ヨハネの福音書 20章19節~27節は、この事実を伝えている 【特に、疑うトマスは痛みの中で信仰告白を】。
使徒パウロも又、26章8節~16節 「神が死者をよみがえらせるということを、あなたがたは、なぜ信じがたいこととされるのでしょうか。以前は、私自身も・・・」と伝えている。
このような訳で使徒たちは皆、復活の主との直接的な接触が与えられて初めて主の復活を認めたのだ。そしてこの事実を知った時、コリント人への手紙 第二 5章14節~15節 「・・・もはや自分のためにではなく、自分のために死んでよみがえった方のために生きるためなのです。」を当然のこととしたのだ。
『 使徒の働き 』 は 《 主が、「一粒の麦として」エルサレムの地に落ちて死んで後の復活以来 》 たった30年で、ローマ大帝国を相手に、福音を地中海沿岸一帯に広めた記録であるが、その結実こそ、主の復活を実証するものなのだ。
24章1節~5節 「・・・この男は、まるでペストのような存在で、世界中のユダヤ人の間に騒ぎを起こしている者であり、ナザレ人という一派の首領でございます。」とまで言わせたその影響力は、やがて世界を福音で満たすのだ。

11章21節a 「主の御手が彼らとともにあったので」との事実によって 《 どのような現れを見たのかに 》 注目を。
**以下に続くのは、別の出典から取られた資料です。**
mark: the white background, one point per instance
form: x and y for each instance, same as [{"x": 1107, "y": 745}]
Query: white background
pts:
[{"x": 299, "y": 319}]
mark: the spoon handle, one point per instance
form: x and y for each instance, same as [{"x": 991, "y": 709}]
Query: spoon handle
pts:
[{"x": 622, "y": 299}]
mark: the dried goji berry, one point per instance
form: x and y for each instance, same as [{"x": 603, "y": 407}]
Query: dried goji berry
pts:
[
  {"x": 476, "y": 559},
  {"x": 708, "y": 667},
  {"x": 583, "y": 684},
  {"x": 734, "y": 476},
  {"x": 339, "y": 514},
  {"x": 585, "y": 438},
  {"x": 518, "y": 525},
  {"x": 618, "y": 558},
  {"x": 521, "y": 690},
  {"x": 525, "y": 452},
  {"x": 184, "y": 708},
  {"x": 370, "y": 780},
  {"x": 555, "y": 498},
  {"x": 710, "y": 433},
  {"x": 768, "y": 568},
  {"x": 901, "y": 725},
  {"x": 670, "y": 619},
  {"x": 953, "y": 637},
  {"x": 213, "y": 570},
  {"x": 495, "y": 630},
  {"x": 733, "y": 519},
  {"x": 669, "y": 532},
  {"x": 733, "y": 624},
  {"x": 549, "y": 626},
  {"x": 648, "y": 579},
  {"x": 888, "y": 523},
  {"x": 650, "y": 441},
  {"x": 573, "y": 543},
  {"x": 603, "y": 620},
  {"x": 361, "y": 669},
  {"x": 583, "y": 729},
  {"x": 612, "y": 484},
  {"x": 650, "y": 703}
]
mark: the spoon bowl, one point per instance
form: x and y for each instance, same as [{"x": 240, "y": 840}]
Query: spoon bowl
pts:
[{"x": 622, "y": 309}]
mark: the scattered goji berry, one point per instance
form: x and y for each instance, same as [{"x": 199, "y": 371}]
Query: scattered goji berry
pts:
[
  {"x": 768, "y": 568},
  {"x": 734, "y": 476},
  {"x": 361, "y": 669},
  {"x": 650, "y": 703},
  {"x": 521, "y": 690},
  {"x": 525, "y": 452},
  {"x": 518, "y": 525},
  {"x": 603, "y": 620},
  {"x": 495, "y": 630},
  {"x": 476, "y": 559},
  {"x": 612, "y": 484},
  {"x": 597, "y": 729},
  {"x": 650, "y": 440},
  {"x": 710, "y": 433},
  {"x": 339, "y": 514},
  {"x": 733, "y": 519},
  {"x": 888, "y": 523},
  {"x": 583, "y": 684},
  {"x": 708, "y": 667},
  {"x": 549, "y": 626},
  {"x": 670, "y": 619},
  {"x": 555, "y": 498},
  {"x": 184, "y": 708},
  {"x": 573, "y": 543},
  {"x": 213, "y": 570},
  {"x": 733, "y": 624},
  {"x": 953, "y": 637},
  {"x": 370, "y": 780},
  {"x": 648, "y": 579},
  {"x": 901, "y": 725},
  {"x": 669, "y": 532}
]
① 21節b 「大ぜいの人が信じて主に立ち返った」ことに。

その為、22節 「この知らせが、エルサレムにある教会に聞こえたので、彼らはバルナバをアンテオケに派遣し」、24節 「彼はりっぱな人物で、聖霊と信仰に満ちている人であった。こうして、大ぜいの人が主に導かれた」と。25節~26節では、バルナバによって郷里で待機中のサウロ( 9章26節~30節 )が抜擢され、恵みに満たされたアンテオケ教会が誕生することになった !! 弟子たちがキリスト者と呼ばれるようになったのは、このアンテオケに始まったともある。
この光景について、詳訳では ※ 23節a 「神が恵みを彼らに与えておられるのを見て、喜びに満たされた」と説明している。
この「神の恵み」とは ? 「信じて主に立ち返った」人々にもたらされた救いの恵みのことで、20節c 「主イエスのことを宣べ伝えた」時、異邦人が悔い改めて、その生き方を変えた人々の中に見られたもの。
これまでの神なき生き方を止めて、神をお認めする生き方に方向転換し、背きの全てを罪と認めて告白し、十字架による赦しの恵みに与ったのだ。彼らに見られた恵みは、バルナバを喜びで満たしたのだ ! それこそ、復活の力である。何故なら、コリント人への手紙 第一 15章50節~58節に、復活が何を意味し、どれ程の勝利が約束されているかについて ※ 51節 「聞きなさい。私はあなたがたに奥義を告げましょう。」と宣言されているからである。この奥義は、54節~57節 「・・・ 『 死は勝利にのまれた 』 としるされている、みことばが実現します。・・・死のとげは罪であり、罪の力は律法です。しかし、神に感謝すべきです。神は・・・勝利を与えてくださいました。」との復活の勝利なのだ。

② この恵みは、29節 「弟子たちは、それぞれの力に応じて、ユダヤに住んでいる兄弟たちに救援の物を送ることに決めた。」と、隣人の必要に応える教会へと成長させた。

アンテオケ教会は、26節 「まる一年の間、彼らは教会に集まり、大ぜいの人たちを教えた。」とあるように、バルナバとサウロの牧会を受けた。
27節~30節によると、早くも、29節~30節 「そこで、弟子たちは、・・・それを実行して」とは !! アンテオケ教会は、エルサレム教会からの霊的援助に与って成長した。彼らは母教会の物質的必要を知った時、恵みに応えるべく、直ちに立ち上がったということは、何と素晴らしい愛の関係が生まれたことか !!


※ ローマ人への手紙 6章5節 「・・・必ずキリストの復活とも同じようになるからです。」に与るべく、聖餐式に臨みたい。